I'm glad for you. And also: your situation is not normative.
A couple of things to note:
Those numbers end in 2010, which means that they're actually almost as far away from today as the beginning of that study is from the end of that study. A lot has happened in the last 14 years.
Those numbers also end right as the country was digging its way out of the 2008 financial crisis, which was largely caused (as I'm sure you recall) by debt mismanagement (specifically subprime mortgages). Those numbers, in and of themselves, are signposts of the very institutional and systemic changes I'm taking about.
It's impossible to disentangle the chicken and the egg here. Were people in more debt in 2010 because rates were low? Or were rates low because the economy was burning, largely because more people were in bad debt situations?
Actually, the data suggests that private per capita spending in the US has tracked more or less with inflation since at least 1960.
My parents used credit in the 90s. We had car payments and a mortgage (and their mortgage rate was in the double digits, no less—but it was still a smaller percentage of their single monthly income than my 2.8% mortgage is today, in a better field, with a second income.
Again, the chicken and the egg: do people not save up because they don't want to? Or because they can't? If our car dies, I can't save up to buy another. I have to buy now and pay later.
With your caveat, I'm amenable to entertaining your argument for a significant portion of the population. I just don't recognize it in practice.

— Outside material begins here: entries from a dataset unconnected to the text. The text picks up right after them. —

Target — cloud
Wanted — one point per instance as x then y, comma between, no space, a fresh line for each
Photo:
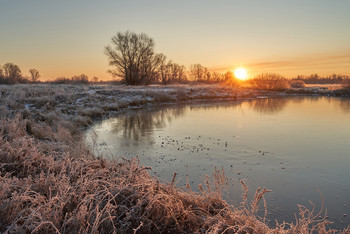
297,63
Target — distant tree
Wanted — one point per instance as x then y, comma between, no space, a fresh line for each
270,81
134,58
35,75
230,79
12,72
82,79
217,77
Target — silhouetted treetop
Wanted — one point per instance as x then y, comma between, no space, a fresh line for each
134,58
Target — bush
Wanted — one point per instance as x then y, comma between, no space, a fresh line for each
270,81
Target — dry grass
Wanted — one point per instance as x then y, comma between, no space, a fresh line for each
51,183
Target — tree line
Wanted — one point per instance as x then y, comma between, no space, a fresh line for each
134,61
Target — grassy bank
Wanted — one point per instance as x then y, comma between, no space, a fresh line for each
50,181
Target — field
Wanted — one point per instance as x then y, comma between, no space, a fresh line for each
51,182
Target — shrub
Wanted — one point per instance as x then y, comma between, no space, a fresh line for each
270,81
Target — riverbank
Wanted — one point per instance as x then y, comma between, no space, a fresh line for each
51,181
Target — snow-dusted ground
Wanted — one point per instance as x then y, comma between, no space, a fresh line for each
81,104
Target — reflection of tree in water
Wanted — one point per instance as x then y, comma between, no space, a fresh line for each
138,123
268,105
344,104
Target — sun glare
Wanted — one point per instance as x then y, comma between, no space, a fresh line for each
240,73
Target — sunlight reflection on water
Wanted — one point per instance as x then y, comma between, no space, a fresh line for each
292,146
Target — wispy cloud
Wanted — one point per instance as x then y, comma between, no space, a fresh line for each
297,63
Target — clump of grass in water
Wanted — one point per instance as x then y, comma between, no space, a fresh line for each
46,188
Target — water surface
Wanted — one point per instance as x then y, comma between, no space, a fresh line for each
293,146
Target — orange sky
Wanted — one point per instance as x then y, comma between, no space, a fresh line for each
67,38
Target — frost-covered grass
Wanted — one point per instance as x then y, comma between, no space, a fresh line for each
50,182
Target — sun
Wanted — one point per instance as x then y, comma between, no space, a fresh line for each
240,73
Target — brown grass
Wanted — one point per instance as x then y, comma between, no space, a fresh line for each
50,182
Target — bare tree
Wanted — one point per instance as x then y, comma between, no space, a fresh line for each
166,75
197,72
270,81
12,72
134,58
181,77
35,75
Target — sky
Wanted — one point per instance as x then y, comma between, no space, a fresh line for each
66,38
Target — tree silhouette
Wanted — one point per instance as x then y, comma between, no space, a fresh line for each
12,72
134,58
35,75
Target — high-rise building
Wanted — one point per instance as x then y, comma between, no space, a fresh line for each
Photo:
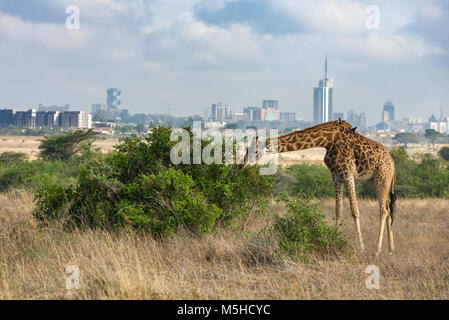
357,120
220,112
253,113
53,108
388,112
98,107
287,116
338,115
322,98
269,114
75,119
273,104
113,99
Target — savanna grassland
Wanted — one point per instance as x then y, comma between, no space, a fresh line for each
139,227
231,263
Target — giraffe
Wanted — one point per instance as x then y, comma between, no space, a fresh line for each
349,156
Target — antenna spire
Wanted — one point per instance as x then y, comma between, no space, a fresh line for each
325,69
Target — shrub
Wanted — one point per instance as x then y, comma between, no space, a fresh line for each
444,153
303,230
65,146
24,174
311,180
137,185
11,157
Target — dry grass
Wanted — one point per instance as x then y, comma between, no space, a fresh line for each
231,264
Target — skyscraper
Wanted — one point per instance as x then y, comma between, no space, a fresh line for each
221,112
322,98
113,99
273,104
388,112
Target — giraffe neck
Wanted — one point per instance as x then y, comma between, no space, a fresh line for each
305,139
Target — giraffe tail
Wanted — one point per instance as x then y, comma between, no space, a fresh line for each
392,198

I just don't see the numbers bearing that out. And anecdotally, it might be easier to sign up for a credit card online, but I was getting junk mail about credit cards on the day I turned 18, in 2003. One of my first jobs included trying to pitch a private label grocery store credit card to everyone who walked in. When I got to college (also in 2003), a credit card company had a booth there and was offering students free pizza if you signed up for a credit card. I didn't bite, but there was a substantial line at that booth. So it might be quicker now, but I haven't received a mailer for a credit card in years.

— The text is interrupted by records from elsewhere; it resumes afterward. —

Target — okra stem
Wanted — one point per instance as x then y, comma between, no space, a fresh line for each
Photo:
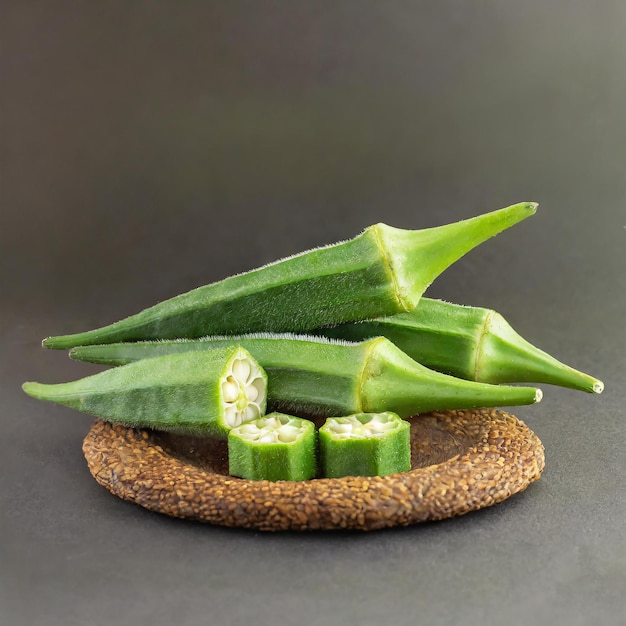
313,376
468,342
199,393
382,271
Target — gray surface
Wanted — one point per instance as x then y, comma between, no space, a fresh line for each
148,148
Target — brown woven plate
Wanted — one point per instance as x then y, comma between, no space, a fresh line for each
461,461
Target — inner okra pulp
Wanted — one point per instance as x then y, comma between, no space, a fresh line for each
361,426
243,392
276,429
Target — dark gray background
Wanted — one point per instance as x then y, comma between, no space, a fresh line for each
150,147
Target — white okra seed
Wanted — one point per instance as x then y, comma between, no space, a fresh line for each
241,370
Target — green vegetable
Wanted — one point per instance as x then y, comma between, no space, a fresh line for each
472,343
383,271
274,447
365,444
312,376
198,393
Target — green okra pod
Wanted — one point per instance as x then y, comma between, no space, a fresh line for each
382,271
468,342
313,376
364,444
274,447
198,393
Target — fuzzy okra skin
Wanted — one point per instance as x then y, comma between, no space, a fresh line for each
364,444
382,271
196,393
274,447
317,377
469,342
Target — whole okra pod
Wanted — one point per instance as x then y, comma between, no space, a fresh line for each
468,342
382,271
197,393
313,376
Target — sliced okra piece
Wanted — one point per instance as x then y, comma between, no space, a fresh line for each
469,342
317,377
274,447
198,393
382,271
365,444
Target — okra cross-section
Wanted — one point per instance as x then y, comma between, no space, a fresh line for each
198,393
365,444
316,377
274,447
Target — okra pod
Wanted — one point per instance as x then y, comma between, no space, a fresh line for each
365,444
468,342
382,271
198,393
313,376
274,447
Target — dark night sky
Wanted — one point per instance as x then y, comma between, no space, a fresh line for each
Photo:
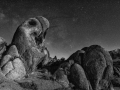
74,23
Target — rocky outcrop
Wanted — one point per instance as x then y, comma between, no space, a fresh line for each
26,64
98,66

Me too. I think we might be the same person. This is honestly kind of weirding me out.
Housing costs as a factor of monthly income are back up to 2008 Financial Crisis levels, though; and over the last two decades that growth you're talking about has been concentrated largely at the top. The numbers support peoples' assertion that we're getting poorer.
Thanks for chatting with me about this. It's a really interesting topic.